Pamuk (Istanbul: Memories in Literature, 2005, etc.), the 2006 Nobel Laureate in Literature, offers an eclectic collection of more than 75 pieces—interviews, acceptance speeches, affecting fiction, memories, meditations and tributes and more.
Although the author composed these wide-ranging pieces over a span of decades (dates would have been helpful), a number of common themes emerge—the conflicts he has experienced as a “Westernized” Turk, the ever-diminishing population of readers of literary fiction, the fragility of life. He writes of the 1999 earthquake that killed 30,000 of his countrymen in mere seconds.
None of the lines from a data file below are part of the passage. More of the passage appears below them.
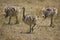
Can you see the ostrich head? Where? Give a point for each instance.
(44, 13)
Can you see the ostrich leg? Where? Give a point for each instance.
(9, 20)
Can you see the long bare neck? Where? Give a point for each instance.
(24, 13)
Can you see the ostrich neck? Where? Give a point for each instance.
(23, 13)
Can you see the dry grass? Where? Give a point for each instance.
(42, 30)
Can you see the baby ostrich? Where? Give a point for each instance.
(11, 11)
(29, 19)
(50, 11)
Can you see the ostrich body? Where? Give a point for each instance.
(51, 11)
(11, 11)
(29, 19)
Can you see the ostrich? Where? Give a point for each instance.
(30, 20)
(11, 11)
(49, 12)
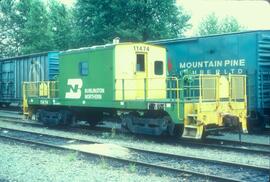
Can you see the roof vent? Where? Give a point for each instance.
(116, 40)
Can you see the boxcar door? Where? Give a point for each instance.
(141, 75)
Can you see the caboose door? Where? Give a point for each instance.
(141, 75)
He revisits his own routines and strategies as a writer: He writes ten hours a day, prefers absolute solitude and prepares detailed outlines for his fiction, sometimes composing chapters out of sequence. In an essay that recently appeared in the New Yorker, he writes lovingly of his daughter, who gets more enjoyment out of a strange dog than a dramatic scenic view. Periodically, he chides procrustean political authorities—in Turkey and elsewhere (“freedom of thought and expression are universal human rights”)—and describes some dismaying experiences with the American legal system, including an anxiety-ridden testimony against some New York muggers. He counterpoises an eloquent essay about his first visit to the Big Apple in 1986 with repeated references to his profound affection for Istanbul, where he has lived all his life (b. 1952). He tips his cap to numerous other writers who influenced him—Faulkner, Mann, Hemingway, Proust—and makes us wonder: Did he read every major work of fiction in his teens? He even includes a piece right out of an elementary-school teacher’s lesson plan: “Class, look at this drawing and write as if you were one of the figures in it.” The stunning paragraph from his Nobel acceptance speech about why he writes is worth the cover price alone.
Luminous writing that reveals a sweeping intelligence and a capacious heart.